Là, sous nos yeux, s'anime et prend vie le motif d'une peinture flamande. Un artiste anonyme s'amuse à copier l'arrière-plan de La Tentation de saint Antoine de Jérôme Bosch. Il ne lésine pas sur les moyens. Pour cette œuvre-là, il faut une palette à l'échelle des astres et sacrifier des siècles de bâtisseurs. Quel ingrédient, quel élément permet de mélanger si harmonieusement le bleu, le jaune, le rouge et le noir ? Sans tube, ni toile, que manque-t-il à l'œuvre pour qu'elle devienne un spectacle déchirant ? Rien moins qu'une forêt qui brûle sous un toit.

Bientôt les deux tours rougeoient comme si elles sortaient tout juste d'un haut fourneau. Jamais crépuscule n'avait illuminé avec autant de clarté les beffrois. Pour quelques minutes encore, deux soleils s'acharnent sur l'édifice : l'un disparaît lentement derrière l'horizon, indifférent aux sirènes et aux prières, tandis que l'autre, capricieux, ne s'éteint pas. Il étend sa couche dans les combles et lèche les tuiles de plomb. Ses rayons transpercent la forêt qui brûle sous le toit.

Le songe prémonitoire de Victor Hugo, couché sur le papier pour l'éternité, s'anime grandeur nature comme par miracle. Le Moyen Âge sort de son tombeau, dans la lueur d'un coucher de soleil factice. Il se réveille et disparaît pour de bon, emportant ses poutres avec lui. Plus vieux encore, le feu, ce dieu païen, consacre notre impuissance. Les gargouilles tentent, tant bien que mal, de cracher l'eau qui vient de la Seine sans prendre la peine de se condenser en nuages. Le circuit de cette fausse pluie est perturbé puisqu'il n'y a plus de toit. Une forêt l'a brûlé.
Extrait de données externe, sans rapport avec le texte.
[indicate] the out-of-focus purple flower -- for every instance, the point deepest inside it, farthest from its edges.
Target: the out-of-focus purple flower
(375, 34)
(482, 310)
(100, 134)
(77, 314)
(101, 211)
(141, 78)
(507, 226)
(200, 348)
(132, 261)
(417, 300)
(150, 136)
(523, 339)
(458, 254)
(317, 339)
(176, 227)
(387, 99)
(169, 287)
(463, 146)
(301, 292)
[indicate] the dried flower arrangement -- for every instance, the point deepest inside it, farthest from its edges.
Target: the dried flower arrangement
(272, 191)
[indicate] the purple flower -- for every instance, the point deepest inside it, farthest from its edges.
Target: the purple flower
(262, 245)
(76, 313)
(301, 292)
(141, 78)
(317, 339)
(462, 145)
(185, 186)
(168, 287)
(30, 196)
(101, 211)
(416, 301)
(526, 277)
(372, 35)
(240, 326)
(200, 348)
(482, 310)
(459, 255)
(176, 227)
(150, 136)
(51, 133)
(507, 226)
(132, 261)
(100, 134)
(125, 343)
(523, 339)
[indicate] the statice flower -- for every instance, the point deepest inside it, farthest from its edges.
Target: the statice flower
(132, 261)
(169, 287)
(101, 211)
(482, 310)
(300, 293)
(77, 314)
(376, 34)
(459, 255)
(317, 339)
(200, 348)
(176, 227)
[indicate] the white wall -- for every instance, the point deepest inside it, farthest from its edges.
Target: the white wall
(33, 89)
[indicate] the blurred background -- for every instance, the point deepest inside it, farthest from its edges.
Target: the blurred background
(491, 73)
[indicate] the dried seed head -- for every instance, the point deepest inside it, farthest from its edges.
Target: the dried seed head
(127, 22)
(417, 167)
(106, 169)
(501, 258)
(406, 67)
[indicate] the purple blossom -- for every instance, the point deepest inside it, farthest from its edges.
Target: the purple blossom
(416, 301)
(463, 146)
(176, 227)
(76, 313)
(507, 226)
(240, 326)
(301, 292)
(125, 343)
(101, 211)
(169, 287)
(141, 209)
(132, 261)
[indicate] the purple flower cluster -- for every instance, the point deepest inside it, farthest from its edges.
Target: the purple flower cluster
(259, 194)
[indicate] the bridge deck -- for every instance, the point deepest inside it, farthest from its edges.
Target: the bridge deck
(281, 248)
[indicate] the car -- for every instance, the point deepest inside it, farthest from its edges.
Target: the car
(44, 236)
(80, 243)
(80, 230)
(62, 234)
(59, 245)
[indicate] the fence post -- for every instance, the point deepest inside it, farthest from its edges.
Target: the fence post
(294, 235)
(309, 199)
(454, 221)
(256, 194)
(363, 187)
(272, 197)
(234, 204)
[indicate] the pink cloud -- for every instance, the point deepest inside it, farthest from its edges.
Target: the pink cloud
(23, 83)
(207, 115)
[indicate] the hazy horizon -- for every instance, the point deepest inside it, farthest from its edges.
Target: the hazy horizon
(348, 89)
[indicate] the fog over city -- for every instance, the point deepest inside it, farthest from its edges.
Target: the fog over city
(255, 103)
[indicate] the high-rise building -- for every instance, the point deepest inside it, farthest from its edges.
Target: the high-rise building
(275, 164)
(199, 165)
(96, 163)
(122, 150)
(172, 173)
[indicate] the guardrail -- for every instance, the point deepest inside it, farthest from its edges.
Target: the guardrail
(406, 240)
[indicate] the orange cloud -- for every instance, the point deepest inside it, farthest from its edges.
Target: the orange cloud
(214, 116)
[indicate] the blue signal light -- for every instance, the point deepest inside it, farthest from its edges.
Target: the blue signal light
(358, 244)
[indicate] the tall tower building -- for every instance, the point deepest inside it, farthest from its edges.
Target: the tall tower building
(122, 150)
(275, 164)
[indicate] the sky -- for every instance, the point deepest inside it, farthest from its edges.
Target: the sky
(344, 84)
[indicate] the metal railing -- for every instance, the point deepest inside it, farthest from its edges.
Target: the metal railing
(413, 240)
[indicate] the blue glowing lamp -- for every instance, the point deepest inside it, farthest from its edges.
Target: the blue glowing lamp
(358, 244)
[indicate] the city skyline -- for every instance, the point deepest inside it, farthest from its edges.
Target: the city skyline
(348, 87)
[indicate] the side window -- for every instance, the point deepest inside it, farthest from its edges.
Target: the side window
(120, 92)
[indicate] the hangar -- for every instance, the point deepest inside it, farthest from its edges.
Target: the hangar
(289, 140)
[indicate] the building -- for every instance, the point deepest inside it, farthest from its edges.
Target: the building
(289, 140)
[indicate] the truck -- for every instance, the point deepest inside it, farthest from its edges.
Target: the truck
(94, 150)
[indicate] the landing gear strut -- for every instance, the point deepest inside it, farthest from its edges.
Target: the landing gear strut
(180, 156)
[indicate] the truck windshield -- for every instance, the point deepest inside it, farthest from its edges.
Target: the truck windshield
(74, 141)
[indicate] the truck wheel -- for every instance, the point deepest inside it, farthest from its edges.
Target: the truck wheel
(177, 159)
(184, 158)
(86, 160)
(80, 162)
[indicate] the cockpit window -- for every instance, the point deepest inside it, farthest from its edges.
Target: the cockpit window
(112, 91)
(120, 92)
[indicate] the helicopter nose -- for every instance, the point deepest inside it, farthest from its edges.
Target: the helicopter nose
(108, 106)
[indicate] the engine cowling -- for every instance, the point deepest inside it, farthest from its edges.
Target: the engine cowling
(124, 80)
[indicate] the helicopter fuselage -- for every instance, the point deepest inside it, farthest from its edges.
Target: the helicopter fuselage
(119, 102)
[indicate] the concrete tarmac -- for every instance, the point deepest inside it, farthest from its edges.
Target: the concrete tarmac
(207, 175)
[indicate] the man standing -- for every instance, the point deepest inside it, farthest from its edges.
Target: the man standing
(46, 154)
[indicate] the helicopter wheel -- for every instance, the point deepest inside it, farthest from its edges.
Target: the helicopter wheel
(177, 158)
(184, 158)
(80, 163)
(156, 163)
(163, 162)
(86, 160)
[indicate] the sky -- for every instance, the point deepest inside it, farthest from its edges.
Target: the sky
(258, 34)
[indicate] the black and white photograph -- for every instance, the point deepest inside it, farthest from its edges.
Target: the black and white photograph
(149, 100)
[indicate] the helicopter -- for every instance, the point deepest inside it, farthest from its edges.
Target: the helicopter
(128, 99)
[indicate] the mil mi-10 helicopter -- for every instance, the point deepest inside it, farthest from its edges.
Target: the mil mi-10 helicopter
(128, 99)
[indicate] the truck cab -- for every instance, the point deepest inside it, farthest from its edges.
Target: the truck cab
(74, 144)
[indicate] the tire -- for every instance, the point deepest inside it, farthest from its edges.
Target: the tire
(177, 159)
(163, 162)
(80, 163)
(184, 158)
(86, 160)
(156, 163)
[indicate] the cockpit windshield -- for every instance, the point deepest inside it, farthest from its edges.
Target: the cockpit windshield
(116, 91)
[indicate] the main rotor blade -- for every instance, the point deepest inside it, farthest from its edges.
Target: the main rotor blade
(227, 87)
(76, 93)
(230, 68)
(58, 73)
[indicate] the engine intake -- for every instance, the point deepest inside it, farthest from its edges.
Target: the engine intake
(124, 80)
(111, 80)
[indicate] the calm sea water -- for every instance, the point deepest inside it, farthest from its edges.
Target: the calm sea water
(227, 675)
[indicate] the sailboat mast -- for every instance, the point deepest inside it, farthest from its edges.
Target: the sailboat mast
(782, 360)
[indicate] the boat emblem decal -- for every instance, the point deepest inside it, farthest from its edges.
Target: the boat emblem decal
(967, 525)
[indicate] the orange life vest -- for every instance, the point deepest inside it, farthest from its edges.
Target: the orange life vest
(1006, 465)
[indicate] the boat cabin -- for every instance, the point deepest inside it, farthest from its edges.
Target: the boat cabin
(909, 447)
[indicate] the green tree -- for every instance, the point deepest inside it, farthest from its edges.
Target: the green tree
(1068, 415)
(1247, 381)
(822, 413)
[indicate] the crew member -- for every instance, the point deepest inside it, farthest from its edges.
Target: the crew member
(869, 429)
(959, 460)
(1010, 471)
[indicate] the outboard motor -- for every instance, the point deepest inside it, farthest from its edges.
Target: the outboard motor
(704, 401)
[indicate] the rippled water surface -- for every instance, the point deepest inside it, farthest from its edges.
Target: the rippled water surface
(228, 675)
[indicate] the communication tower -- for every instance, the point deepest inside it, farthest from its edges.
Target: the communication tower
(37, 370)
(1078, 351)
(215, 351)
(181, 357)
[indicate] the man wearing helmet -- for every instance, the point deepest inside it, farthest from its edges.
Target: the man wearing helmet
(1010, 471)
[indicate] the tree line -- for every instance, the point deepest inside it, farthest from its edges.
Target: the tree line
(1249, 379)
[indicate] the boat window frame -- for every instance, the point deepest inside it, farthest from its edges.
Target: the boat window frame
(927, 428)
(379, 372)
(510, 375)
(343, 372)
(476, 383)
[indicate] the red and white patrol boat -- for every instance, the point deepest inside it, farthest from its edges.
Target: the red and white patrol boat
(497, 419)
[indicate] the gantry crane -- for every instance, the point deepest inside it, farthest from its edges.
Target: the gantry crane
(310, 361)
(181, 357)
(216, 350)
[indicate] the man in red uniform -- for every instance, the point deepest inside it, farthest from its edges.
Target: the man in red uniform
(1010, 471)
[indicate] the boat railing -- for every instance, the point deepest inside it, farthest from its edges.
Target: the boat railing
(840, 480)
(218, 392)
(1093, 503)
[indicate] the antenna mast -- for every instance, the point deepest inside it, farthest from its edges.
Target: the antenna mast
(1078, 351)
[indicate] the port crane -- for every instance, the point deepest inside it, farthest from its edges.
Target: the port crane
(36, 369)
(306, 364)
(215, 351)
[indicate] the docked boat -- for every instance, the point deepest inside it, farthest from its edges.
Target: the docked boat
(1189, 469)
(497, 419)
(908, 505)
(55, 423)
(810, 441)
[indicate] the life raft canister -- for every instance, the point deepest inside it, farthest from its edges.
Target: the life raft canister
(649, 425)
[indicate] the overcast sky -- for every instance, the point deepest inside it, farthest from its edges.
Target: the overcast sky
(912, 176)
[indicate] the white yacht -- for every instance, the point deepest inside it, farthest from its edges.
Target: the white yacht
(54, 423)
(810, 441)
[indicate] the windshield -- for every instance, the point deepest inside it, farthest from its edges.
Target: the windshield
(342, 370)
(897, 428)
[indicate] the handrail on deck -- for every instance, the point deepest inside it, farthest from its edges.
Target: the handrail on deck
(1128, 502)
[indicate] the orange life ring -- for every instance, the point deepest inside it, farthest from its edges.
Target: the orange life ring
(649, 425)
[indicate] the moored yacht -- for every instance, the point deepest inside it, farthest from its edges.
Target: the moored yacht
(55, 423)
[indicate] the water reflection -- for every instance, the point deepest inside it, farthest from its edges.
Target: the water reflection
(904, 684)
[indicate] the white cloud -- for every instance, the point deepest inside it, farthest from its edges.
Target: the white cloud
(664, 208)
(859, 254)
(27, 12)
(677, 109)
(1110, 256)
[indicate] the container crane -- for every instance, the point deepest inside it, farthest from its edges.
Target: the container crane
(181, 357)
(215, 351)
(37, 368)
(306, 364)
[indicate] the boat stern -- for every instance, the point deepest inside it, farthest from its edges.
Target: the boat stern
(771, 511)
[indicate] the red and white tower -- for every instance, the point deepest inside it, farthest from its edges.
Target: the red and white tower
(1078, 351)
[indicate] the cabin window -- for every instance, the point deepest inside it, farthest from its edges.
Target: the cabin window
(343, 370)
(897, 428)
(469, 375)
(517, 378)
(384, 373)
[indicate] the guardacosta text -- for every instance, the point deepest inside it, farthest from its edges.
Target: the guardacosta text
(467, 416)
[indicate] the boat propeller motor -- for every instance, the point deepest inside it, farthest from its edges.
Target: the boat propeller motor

Un bûcher sans haine, sans condamné, sans hérésie crépite dans Paris. Il emplit l'air de ses cendres. La flèche de bois et de plomb qui contenait trois reliques, se plie en deux, rongée par l'incendie, et s'effondre dans l'âtre gigantesque qui retient côte à côte les badauds. Douze apôtres de cuivre vert-de-gris échappent de peu à l'immolation. Leur gîte séculaire s'est consumé en leur absence. Le temps de la réfection les a sauvés. La forêt brûle maintenant au cœur des pierres ancestrales, à l'air libre, sans toit. Notre-Dame est en feu.
Notre-Dame de Paris en feu, le soir du lundi 15 avril 2019.